Saturday, November 21, 2015

Getting Rid of the Annual Performance Evaluation
Sounds outrageous doesn't it.   No more annual evaluations.  Think of it!  There's a rationale behind this seemingly over-the-top recommendation.  The rationale is that when it comes to improving the performance of employees, and after all that is what it's all about, the annual performance evaluation is not where we should spend our time and energy.  Here's why.

1.  The communication during the typical performance evaluation is confusing.  It's 50 minutes of how great the employee is doing, followed by ten minutes of,  "but there is one other thing...."  And guess what, the employee walks out only remembering the negative comment.

2.  Annual performance evaluations serve a limited instructive function.  They are a requirement of a bureaucracy.  They are not an opportunity for teaching.  They are simply a review of performance over a period of time and normally that period of time is the 30 days before the supervisor wrote the evaluation;  that's the period of time that the supervisor can most readily recall, even though the evaluation is supposed to cover a year.  

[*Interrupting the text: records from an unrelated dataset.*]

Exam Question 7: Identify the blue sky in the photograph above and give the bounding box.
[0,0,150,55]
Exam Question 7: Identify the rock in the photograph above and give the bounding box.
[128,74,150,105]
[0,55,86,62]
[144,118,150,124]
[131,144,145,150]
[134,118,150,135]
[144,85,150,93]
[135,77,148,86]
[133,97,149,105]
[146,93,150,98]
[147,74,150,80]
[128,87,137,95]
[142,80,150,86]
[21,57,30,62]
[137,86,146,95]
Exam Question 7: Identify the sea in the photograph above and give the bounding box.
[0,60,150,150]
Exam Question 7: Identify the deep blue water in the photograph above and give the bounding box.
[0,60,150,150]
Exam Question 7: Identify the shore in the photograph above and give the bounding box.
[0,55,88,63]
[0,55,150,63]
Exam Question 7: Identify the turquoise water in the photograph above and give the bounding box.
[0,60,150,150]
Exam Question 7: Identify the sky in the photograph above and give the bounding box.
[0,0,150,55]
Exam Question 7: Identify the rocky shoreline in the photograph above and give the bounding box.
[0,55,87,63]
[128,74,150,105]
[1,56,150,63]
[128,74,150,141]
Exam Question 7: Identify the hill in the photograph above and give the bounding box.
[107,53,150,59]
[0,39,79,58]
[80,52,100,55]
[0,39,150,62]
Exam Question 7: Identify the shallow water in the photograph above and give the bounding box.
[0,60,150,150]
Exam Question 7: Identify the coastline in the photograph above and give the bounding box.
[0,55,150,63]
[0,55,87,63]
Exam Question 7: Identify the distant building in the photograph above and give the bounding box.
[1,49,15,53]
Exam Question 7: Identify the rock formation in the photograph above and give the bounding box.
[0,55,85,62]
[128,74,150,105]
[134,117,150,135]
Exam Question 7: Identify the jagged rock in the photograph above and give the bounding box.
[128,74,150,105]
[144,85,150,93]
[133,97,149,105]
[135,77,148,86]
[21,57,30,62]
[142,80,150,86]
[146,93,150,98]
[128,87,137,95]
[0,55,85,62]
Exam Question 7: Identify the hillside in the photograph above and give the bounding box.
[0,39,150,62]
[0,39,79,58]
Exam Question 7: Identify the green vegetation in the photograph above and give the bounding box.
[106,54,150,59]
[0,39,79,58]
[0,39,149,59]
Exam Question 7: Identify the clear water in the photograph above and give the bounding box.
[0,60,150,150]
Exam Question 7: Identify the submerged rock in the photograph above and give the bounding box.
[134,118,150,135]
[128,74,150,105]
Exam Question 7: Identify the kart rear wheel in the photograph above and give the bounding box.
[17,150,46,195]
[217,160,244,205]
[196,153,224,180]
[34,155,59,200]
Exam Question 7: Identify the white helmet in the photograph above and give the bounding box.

3.  The annual performance evaluation too often is not done in a context of a positive relationship between supervisor and employee.  So the entire conversation is ripe for misunderstandings to occur.  (see the YouTube video in our current Newsletter for an example of misunderstandings).  It's not a positive relationship because the supervisor has made only minimal investment in building a relationship.  

4.  Annual performance evaluations are not done on time or done at all.  Not unusual to hear about organizations where a heavy majority of employees have never had a performance evaluation.  And sometimes the more senior level supervisors are the most negligent in carrying out this responsibility.

5.  The annual performance review has too many surprises; usually surprises about their performance which has not met expectations.   This means that employees have been working with the mistaken impression that their performance was at least "ok".  

So what is the option?  What both employees and supervisors need is regular, frequent performance feedback - daily if necessary.  New employees need daily feedback, more experienced, normally, less frequently.  This requires the full range of leadership skills in order to be done competently:   time management so that time for feedback is available; a commitment to the development and success of employees;  the ability to communicate good news and bad news with clarity, to mention just a few.

Let's get good at performance feedback. Begin by having frequent 1:1 meetings.  No, a 1:1 meeting is not chit-chat in the hallway.   Let's learn about how our employees learn and improve their performance; it'll be a little different for each.    Let's learn to teach;  see what John Maxwell says about equipping employees for success.   Stop playing 'sink or swim' with our employees and then telling them at the end of the year, if they last that long,  that they are drowning.